Ja. Nehmen Sie das Beispiel der Pleite von Lehman Brothers. Dabei wurden viele Kleinanlegerinnen und Kleinanleger geschädigt. Sie hätten gemeinsam eine Sammelklage einreichen können. Oder die Geschichte um die beschädigten Brust-Implantate: Es wird kaum jede geschädigte Frau einzeln eine Klage einreichen und so hohe Prozesskosten riskieren. Wenn die Frauen dies aber gemeinsam tun können, werden sie dies tun – und so auch zu ihrem Recht kommen.
Wie müsste eine Sammelklage im schweizerischen Recht aussehen?
Wir müssen die Sammelklage unserer schweizerischen Rechtskultur anpassen: Im Gegensatz zu den USA sollten nicht automatisch alle Geschädigten in eine Sammelklage eingebunden werden. Betroffene müssten sich also aktiv der Klage anschliessen. Ausserdem soll es keine Strafschäden geben, Forderungen über den Schaden hinaus wären also nicht möglich.
Was wären die Vorteile, wenn die Schweiz das rechtliche Mittel der Sammelklage einführen würde?
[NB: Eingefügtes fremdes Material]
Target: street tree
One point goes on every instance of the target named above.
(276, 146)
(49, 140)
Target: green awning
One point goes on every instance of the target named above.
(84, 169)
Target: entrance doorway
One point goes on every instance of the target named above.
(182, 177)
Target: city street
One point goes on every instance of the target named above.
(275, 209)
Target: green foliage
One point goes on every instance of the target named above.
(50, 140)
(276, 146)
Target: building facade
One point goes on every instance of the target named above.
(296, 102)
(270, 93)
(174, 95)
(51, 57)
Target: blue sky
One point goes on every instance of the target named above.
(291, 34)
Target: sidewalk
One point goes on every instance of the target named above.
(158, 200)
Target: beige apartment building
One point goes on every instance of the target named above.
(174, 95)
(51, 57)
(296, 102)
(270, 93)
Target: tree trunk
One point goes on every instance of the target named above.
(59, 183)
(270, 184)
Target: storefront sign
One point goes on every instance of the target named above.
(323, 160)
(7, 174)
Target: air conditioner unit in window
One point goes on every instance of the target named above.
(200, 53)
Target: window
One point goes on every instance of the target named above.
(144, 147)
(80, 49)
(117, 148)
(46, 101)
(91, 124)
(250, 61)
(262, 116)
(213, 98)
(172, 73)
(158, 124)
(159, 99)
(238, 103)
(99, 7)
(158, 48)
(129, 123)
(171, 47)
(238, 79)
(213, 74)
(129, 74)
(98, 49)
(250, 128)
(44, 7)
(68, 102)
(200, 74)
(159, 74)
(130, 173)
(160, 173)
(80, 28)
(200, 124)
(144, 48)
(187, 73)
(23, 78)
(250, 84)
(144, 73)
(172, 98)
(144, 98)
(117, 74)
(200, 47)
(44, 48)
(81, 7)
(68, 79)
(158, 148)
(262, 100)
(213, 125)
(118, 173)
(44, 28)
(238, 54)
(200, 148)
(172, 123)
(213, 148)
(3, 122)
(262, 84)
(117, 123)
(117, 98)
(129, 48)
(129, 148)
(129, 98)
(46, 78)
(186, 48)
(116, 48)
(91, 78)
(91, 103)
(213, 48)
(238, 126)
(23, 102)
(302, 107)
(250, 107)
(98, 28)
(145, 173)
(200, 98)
In erster Linie soll so dem Recht zur Durchsetzung verholfen werden. Also auch sogenannte kleine Leute sollen zu ihrem Recht kommen. Zudem wurde auch auf europäischer Ebene die Möglichkeit einer Gruppenklage eingeführt. Man hat erkannt, das das eine Lücke im europäischen Rechtssystem ist. Die Schweiz sollte etwas Ähnliches schaffen, sonst ist sie in dem Bereich im Nachteil. Ich denke auch, die Sammelklage ist etwas sehr effizientes: Ein Richter fällt ein Urteil, dass in allen Einzelfällen der Sammelklage gilt. Man muss also nicht X-verschiedene Einzelverfahren führen.
Befürchten Sie nicht, dass mit dem neuen Instrument vermehrt auch in Bagatellfällen Sammelklagen gegen Unternehmen geführt würden?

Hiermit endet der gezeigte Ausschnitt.